Norges Bank obniża stopy procentowe: Czy to początek ostrożnej normalizacji?
Komitet ds. polityki pieniężnej i stabilności finansowej Norges Bank zdecydował na posiedzeniu 18 czerwca o obniżeniu stopy referencyjnej z 4,5% do 4,25%. Choć perspektywy gospodarcze pozostają niepewne, jeśli sytuacja rozwinie się zgodnie z obecnymi prognozami banku centralnego, kolejne obniżki stóp mogą nastąpić jeszcze w tym roku.
Przeczytaj również: “Norgespris” – nowa stała cena prądu: Co się zmieni w opłatach za prąd?
Norges Bank obniża stopy procentowe
– Inflacja osłabła od marcowego posiedzenia, a prognozy wskazują, że w najbliższych miesiącach wzrost cen będzie niższy, niż wcześniej przewidywaliśmy.
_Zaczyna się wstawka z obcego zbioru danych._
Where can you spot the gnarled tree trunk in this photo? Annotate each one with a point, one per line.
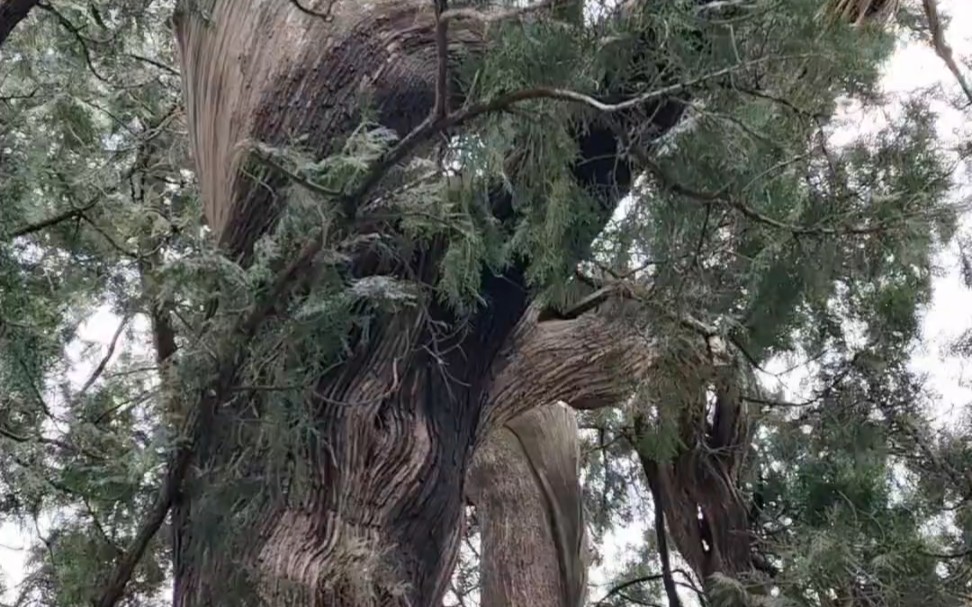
(395, 426)
(524, 482)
Rozpoczynając ostrożną normalizację stóp już teraz, tworzymy warunki do powrotu inflacji do celu 2% bez nadmiernego hamowania gospodarki – powiedziała prezes banku centralnego Ida Wolden Bache.
Od grudnia 2023 r. główna stopa procentowa wynosiła 4,5%, co miało na celu zahamowanie gwałtownego wzrostu cen. Dotychczasowe działania skutecznie ochłodziły gospodarkę i ograniczyły inflację, choć ta nadal przekracza cel. Jednocześnie bezrobocie wzrosło z bardzo niskiego poziomu, a wykorzystanie mocy produkcyjnych w gospodarce powróciło do normalnego zakresu.
Komitet uznał, że nadal konieczna jest restrykcyjna polityka pieniężna, ale obecnie nadszedł czas na jej umiarkowane łagodzenie. Już w marcu komitet sygnalizował możliwą obniżkę stóp w tym roku. Mimo że inflacja wciąż przekracza cel, a wzrost kosztów (szczególnie płac) może utrzymać presję cenową, tempo spadku inflacji od marca było szybsze, niż przewidywano.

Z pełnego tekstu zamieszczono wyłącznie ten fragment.